Il caso di Crotone non è altro che l’ennesima dimostrazione di quanto sia “forte” l’interesse a mantenere il fitto intreccio di “favori” e “cortesie”. Il tutto come se – e qui sta la furbata – loro, le loro famiglie e i loro amici non subissero come tutti gli altri le conseguenze di un territorio sempre più povero e in degrado.
Continuando a dimostrare di avere solo “capacità” a distruggere il passato e di conseguenza il presente e il futuro di un Paese. Dissipando ingenti risorse economiche con scelte inopportune che non portano a nessuno sviluppo se non alla miseria di molti e alla ricchezza di pochi.

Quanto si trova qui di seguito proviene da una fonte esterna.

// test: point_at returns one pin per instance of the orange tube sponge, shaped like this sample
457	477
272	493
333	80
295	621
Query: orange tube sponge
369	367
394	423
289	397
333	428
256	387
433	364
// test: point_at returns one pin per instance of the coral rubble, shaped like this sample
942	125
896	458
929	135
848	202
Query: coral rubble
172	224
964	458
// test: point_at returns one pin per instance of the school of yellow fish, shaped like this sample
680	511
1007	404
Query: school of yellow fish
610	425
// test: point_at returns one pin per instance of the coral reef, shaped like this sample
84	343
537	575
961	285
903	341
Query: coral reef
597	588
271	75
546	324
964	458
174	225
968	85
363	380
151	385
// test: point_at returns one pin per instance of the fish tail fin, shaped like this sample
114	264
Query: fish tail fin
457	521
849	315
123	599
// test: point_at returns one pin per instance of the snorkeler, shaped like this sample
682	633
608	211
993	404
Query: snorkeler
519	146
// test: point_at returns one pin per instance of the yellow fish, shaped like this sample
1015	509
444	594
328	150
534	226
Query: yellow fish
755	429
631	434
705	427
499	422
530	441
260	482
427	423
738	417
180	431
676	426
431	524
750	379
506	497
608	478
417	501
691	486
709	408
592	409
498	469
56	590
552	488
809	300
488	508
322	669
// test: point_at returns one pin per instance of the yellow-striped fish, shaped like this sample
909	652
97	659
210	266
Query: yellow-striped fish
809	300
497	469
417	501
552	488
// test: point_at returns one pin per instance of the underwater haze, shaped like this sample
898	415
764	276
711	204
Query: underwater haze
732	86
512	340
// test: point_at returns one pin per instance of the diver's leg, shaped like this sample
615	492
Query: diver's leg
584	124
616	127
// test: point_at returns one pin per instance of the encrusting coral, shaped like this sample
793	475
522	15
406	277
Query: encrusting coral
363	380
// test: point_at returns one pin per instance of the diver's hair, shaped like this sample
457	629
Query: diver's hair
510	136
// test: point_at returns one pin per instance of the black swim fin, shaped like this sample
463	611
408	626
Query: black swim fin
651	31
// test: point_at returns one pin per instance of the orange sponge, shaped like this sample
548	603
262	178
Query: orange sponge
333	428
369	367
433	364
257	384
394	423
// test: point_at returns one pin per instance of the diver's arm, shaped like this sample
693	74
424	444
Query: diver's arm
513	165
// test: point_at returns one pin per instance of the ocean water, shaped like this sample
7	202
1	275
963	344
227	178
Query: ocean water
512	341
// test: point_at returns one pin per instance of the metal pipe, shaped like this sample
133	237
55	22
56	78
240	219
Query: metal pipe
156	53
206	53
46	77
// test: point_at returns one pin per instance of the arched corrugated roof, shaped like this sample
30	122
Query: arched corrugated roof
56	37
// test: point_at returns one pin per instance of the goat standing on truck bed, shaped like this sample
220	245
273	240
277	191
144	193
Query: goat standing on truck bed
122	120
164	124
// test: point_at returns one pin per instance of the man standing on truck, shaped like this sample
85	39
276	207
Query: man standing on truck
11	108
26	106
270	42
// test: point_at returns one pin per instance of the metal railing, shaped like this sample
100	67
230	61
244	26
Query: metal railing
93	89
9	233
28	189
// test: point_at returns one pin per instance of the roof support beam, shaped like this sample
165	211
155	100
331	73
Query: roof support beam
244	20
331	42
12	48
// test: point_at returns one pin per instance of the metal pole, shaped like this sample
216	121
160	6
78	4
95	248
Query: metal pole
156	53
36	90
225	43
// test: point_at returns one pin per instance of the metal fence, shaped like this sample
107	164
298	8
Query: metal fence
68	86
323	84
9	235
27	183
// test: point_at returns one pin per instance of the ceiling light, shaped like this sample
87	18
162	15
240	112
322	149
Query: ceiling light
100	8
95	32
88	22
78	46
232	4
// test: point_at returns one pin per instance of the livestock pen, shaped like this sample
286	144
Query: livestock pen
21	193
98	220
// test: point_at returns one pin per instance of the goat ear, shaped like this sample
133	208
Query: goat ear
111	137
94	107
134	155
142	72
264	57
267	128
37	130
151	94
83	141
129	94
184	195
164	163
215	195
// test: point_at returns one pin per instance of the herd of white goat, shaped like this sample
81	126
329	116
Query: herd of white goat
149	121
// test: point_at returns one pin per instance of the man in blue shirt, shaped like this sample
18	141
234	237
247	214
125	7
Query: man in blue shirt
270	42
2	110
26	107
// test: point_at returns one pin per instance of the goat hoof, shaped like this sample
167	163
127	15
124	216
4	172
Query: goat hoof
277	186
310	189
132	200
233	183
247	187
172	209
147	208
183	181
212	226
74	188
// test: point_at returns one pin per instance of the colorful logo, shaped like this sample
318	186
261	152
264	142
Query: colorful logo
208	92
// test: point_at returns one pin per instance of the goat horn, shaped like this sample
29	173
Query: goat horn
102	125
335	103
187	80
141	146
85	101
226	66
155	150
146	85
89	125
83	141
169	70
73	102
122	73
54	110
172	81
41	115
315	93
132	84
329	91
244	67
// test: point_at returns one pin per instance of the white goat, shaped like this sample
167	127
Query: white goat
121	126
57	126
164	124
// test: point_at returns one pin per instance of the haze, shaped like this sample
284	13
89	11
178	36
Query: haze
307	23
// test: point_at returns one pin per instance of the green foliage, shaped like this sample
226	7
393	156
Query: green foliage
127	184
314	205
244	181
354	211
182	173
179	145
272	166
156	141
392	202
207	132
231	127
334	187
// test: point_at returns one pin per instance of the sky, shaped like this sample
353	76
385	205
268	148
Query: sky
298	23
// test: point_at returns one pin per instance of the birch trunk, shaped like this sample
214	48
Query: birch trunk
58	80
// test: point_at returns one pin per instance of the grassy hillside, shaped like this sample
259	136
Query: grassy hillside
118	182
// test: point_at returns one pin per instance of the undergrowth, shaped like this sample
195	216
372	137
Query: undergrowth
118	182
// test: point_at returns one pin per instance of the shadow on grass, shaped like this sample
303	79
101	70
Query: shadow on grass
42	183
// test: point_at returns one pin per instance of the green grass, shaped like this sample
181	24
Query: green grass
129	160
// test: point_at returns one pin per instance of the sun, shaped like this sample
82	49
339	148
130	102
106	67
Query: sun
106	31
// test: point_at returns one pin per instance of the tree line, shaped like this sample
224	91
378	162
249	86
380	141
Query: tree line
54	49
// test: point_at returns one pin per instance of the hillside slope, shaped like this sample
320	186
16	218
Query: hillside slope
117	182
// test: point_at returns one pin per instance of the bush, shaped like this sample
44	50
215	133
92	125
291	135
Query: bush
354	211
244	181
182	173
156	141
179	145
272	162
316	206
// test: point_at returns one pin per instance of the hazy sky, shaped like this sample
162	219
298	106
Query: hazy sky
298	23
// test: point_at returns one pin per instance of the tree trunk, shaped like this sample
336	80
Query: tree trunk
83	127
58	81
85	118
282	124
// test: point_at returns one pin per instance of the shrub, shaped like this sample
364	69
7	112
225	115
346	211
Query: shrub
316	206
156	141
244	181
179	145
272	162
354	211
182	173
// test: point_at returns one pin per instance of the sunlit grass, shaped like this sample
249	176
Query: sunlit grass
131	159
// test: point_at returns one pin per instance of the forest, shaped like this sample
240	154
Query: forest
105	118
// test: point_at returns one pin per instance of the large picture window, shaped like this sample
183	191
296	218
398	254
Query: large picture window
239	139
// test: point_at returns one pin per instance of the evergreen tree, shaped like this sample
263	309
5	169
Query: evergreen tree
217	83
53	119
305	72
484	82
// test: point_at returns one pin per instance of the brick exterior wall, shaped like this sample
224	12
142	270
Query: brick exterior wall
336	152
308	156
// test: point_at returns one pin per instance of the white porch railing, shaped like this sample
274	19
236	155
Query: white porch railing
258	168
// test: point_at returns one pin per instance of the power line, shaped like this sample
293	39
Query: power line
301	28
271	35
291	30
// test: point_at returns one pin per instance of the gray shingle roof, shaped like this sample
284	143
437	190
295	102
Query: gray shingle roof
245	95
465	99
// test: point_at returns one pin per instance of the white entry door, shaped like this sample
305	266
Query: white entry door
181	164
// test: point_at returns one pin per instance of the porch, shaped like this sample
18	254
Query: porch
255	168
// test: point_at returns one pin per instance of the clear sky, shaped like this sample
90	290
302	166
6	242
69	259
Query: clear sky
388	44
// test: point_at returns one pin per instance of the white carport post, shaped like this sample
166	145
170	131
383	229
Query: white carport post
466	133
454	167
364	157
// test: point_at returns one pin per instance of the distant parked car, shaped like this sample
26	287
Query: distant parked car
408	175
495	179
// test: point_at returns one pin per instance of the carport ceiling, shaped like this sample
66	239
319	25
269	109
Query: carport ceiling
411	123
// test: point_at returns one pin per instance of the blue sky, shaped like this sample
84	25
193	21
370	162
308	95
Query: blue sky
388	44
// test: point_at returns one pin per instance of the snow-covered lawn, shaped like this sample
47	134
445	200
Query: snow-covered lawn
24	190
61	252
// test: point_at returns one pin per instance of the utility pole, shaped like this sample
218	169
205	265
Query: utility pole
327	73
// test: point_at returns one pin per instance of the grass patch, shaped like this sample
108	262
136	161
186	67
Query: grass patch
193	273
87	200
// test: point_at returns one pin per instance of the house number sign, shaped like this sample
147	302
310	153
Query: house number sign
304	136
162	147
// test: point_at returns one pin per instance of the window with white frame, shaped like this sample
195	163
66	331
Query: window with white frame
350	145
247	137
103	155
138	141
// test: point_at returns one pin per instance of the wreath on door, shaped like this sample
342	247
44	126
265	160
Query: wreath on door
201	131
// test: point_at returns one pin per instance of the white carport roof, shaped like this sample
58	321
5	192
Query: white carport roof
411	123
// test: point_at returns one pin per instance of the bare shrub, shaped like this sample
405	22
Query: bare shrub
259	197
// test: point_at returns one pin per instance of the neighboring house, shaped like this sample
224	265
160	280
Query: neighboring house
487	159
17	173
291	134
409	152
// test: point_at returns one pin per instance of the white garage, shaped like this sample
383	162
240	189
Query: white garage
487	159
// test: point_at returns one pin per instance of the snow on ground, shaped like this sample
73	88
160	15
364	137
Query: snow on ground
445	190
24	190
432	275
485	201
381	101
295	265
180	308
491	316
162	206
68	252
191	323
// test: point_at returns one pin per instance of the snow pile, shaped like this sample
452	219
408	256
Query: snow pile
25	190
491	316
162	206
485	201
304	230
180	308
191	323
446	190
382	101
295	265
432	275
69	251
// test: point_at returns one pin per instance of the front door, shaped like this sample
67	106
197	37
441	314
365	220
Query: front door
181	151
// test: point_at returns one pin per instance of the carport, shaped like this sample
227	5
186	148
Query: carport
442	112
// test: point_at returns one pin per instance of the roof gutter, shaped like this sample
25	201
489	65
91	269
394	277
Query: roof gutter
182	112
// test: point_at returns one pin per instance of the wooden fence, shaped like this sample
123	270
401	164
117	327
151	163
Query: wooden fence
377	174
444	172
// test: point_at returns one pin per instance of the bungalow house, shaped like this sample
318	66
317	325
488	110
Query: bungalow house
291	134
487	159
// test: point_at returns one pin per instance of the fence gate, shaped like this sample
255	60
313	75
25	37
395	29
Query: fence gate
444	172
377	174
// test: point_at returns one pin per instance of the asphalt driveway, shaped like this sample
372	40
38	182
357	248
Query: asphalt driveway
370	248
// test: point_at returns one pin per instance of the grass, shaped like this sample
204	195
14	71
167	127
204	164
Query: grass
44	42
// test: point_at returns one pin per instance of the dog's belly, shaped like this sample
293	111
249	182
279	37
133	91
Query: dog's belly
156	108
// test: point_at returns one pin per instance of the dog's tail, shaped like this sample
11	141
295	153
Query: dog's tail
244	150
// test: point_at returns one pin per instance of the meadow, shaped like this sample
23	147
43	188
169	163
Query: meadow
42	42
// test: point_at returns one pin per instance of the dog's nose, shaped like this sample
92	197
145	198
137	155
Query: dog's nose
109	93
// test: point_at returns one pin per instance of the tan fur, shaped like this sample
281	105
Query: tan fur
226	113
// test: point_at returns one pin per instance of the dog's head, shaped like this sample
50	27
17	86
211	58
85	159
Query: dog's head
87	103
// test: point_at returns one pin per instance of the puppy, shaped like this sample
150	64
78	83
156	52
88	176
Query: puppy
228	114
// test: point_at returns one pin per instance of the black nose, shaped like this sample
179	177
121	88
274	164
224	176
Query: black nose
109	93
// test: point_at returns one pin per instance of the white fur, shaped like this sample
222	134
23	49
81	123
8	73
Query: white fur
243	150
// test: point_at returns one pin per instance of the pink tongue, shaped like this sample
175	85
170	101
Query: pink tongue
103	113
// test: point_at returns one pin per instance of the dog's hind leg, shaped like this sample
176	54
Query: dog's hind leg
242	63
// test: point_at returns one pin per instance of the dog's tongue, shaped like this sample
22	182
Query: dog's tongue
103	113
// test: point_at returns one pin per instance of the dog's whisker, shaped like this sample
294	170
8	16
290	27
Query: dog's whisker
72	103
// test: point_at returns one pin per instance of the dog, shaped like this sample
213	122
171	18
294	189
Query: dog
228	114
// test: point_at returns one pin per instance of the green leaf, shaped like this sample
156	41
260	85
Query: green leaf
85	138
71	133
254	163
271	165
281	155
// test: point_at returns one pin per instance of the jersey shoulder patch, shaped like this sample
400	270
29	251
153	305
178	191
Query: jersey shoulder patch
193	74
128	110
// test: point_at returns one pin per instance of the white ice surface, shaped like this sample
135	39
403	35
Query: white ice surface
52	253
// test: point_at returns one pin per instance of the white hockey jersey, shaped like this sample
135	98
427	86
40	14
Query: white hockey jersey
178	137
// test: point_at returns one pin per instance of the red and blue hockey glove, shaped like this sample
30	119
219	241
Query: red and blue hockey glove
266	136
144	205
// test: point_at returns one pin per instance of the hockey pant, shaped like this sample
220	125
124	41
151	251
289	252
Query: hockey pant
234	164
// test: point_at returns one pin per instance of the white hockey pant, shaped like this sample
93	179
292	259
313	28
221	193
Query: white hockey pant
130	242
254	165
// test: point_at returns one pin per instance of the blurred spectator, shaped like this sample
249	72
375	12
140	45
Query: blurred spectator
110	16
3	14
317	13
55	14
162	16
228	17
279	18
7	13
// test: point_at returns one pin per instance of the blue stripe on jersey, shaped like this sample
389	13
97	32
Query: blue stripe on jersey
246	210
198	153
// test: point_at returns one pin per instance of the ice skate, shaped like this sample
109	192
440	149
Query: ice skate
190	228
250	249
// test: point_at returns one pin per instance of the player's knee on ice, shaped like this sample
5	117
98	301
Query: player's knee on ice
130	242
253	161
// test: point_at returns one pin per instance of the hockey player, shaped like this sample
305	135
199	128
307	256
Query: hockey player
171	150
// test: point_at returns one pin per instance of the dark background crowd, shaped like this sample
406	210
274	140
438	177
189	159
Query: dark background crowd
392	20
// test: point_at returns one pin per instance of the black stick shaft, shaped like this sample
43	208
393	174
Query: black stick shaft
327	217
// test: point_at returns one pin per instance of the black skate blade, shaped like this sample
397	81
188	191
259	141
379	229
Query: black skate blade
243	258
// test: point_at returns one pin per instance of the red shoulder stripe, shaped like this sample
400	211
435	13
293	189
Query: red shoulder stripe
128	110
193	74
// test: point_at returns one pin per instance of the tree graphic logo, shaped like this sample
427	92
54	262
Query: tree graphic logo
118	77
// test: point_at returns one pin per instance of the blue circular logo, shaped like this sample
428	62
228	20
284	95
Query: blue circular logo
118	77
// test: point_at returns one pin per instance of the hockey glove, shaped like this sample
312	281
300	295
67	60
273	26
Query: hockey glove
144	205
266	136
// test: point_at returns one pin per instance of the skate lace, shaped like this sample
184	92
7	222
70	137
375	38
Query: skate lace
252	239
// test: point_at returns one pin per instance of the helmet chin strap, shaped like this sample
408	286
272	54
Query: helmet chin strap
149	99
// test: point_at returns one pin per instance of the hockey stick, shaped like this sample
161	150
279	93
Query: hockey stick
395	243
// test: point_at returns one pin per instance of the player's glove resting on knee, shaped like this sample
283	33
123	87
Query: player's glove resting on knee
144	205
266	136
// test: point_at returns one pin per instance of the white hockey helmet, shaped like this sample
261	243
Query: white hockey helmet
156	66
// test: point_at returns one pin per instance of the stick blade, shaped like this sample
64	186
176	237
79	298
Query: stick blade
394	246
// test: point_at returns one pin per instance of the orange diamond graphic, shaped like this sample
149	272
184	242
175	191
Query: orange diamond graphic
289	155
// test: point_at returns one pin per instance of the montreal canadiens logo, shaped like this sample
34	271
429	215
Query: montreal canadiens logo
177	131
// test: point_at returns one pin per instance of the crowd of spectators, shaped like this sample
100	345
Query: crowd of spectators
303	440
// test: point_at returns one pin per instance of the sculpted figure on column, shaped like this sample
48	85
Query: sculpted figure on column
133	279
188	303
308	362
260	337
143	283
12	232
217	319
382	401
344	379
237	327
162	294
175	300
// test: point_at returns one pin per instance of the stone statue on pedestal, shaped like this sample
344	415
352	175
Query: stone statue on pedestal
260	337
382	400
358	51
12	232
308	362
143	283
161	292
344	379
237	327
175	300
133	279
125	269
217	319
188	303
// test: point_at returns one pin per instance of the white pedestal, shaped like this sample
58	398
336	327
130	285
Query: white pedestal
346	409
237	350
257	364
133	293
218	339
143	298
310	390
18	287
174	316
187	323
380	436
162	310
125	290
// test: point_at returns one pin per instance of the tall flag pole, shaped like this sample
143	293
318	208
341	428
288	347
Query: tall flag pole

La delibera del Comune di Crotone che dà il via libera all’ampliamento della curva Sud dello Stadio (la sua squadra adesso è in serie A) in una zona prettamente archeologica dove sono sepolti i resti dell’antica Kroton, e protetta da vincolo archeologico risalente al 1981, dimostra appunto proprio questo. Per molti è importante ampliare lo Stadio, già più volte messo sotto accusa per essere stato costruito su un territorio limitrofe a un’area archeologica, perchè si è convinti che per la tanta gente che arriverà a vedere le partite, la città di Crotone subirà positive ripercussioni economiche, in particolare le ricezioni alberghiere e ristorative. Come se riportare alla luce importanti aree archeologiche e renderle fruibili ai visitatori non comportasse invece un’attrattiva turistica più solida e duratura, e di conseguenza una concreta opportunità ad avviare una crescita economica e occupazionale.
Il caso Crotone comunque non ci mostra solo in quale direzione vanno quasi sempre le preferenze amministrative comunali, ma mette in risalto l’insolito atteggiamento della Soprintendenza che molte volte preferisce chiudere un’occhio (anche due) davanti a quella che dovrebbe essere la sua principale responsabilità pubblica, e cioè la tutela del patrimonio archeologico.